La Mecque, pèlerinage de la discorde

L’Iran n’enverra pas ses citoyens, samedi 10 septembre, au pèlerinage de La Mecque en Arabie saoudite. Cette décision fait suite à la bousculade qui, l’an dernier, avait fait 2 300 morts, dont 464 Iraniens parmi lesquels figuraient plusieurs officiels et l’ambassadeur de Téhéran au Liban.

Le fait que l’Arabie saoudite ait minimisé le nombre des morts, n’en reconnaissant que 700, et refusé de révéler les résultats de l’enquête sur la bousculade, comme de désigner les responsables, avait entraîné une crise majeure avec l’Iran. Téhéran allant jusqu’à soupçonner un complot dans lequel Riyad aurait planifié l’assassinat de pèlerins iraniens.

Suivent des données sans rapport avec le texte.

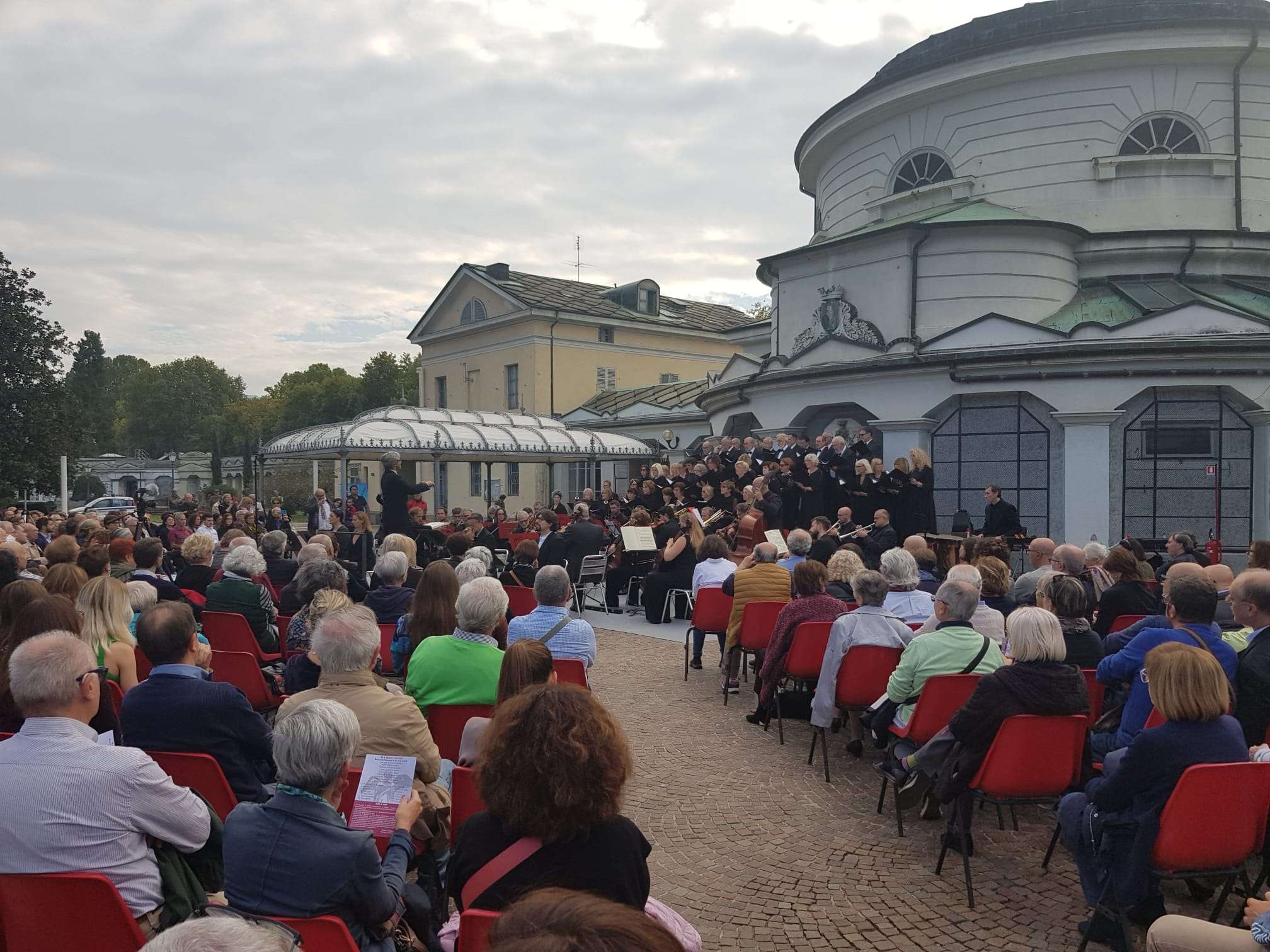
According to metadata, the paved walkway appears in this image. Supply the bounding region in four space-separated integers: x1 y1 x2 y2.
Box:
588 629 1214 952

« Durant cette année, les deux pays ont entamé des négociations mais n’ont pas réussi à régler leur différend », explique le chercheur Thierry Coville. Et à la veille du début du pèlerinage, les deux pays se livrent à une véritable guerre des mots.

« Egarés honteux »

Lundi 5 septembre, le guide Ali Khamenei traitait les dirigeants saoudiens « d’égarés honteux » et appelait à reconsidérer la gestion par Riyad des lieux saints musulmans à La Mecque et Médine. De son côté, le grand mufti saoudien, cheikh Abdel Aziz Ben Al Cheikh, accusait les Iraniens de ne pas être « des musulmans ».

Enfin, le guide iranien fustigeait la famille royale saoudienne, « cette descendance maudite maléfique (qui) ne mérite pas de gérer les lieux saints » de l’islam. « Des paroles déjà entendues, à l’époque de l’ayatollah Khomeiny », tempère Clément Therme, chercheur à l’International institut of strategic studies (IISS).

« Celui-ci usait de paroles peu amènes envers les dirigeants de la famille Al Saoud dont il refusait de prononcer le nom et à qui il niait déjà le droit de gérer les lieux saints. » La tension religieuse entre l’Iran et l’Arabie saoudite n’est en effet pas nouvelle, elle date de la révolution islamique. « Les dictatures d’Arabie saoudite et des monarchies du Golfe redoutaient d’être balayées à leur tour par la contagion révolutionnaire islamique », poursuit le chercheur.

« L’Iran s’inquiète de la progression de l’extrémisme sunnite »

Aujourd’hui, la tension est exacerbée par le conflit entre ces deux pays chiite et sunnite sur la scène régionale, alors qu’ils s’affrontent pour le leadership sur plusieurs terrains, au Bahreïn, en Syrie, au Yémen, en Irak, via leurs alliés. « Les Sunnites redoutent dans ces pays un renouveau chiite. L’Iran s’inquiète de la progression de l’extrémisme sunnite, via le soutien de certaines monarchies aux groupes de Daech, Jabat Al-Nosra, etc. », estime Milad Jokar, chercheur associé à l’Institut de prospective et sécurité en Europe (IPSE).

« Cependant, la crise entre les deux pays doit être contenue », insiste Clément Therme. Car Téhéran et Riyad ont un intérêt commun : que le baril de pétrole ne chute pas davantage.